On the inside, the Bentley is a delightful place to be – either watching the world go by in the back or up front behind the wheel. For those in the lap of luxury in the back, there’s a choice of five massage settings and a head pillow attached to the rear headrest.
There’s also mood lighting, a champagne cooler and detachable remotes for the in-car entertainment, should you choose to spec it up. In true Bentley style, lashings of leather are neatly paired with finely burnished wood veneers and diamond-knurled switchgear, all painstakingly pieced together by hand at the Pyms Lane factory. Compared with previous models from Crewe, the new Flying Spur’s interior has a contemporary feel, sporting an almost identical set up to its GT sister.
Of course, the nifty three-way rotating dash module is carried over from the coupé, should you wish plump for the £4,700 extra. Out on the road, the burble of the W12 engine is barely audible save for a sprint in sport mode, when the exhaust note trickles into the cabin. For the most part, the Flying Spur is deftly quiet, adding to the car’s mysterious ability to make even the most arduous of journeys into a revitalising experience.

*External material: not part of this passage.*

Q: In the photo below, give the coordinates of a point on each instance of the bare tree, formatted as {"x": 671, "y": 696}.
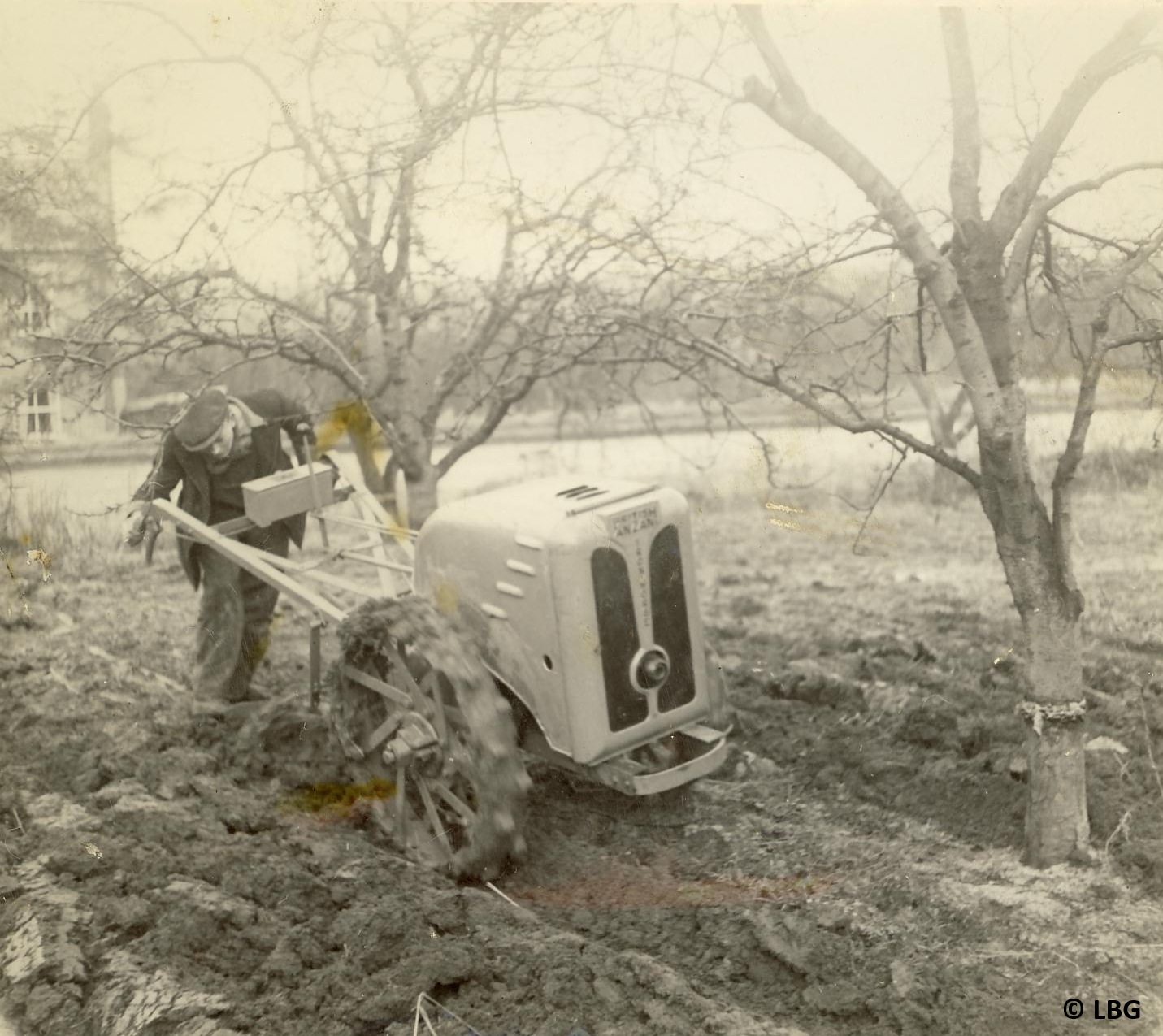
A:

In an age when carmakers are falling over themselves to make more high-riding SUVs, new entrants into the sleek super-saloon category are seldom seen. Since it first hit the streets in 1957, the Flying Spur has earnestly and elegantly carried out its duties while quietly maintaining its place at the top of the luxury limousine pecking order. While it may lack the theatre of the Aston Martin Rapide S or the sheer status of the Rolls Royce Ghost, at £165,000, the Flying Spur is a well priced, quality competitor that’s impossible to overlook when searching for a top-ranking super-saloon.
Summarising the Flying Spur in a sentence is no easy task but, over coffee at Café de Paris, overlooking the heartland of overpriced opulence, its designer smiles knowingly: “Even if you don’t recognise why it’s quality, you know that it is quality.”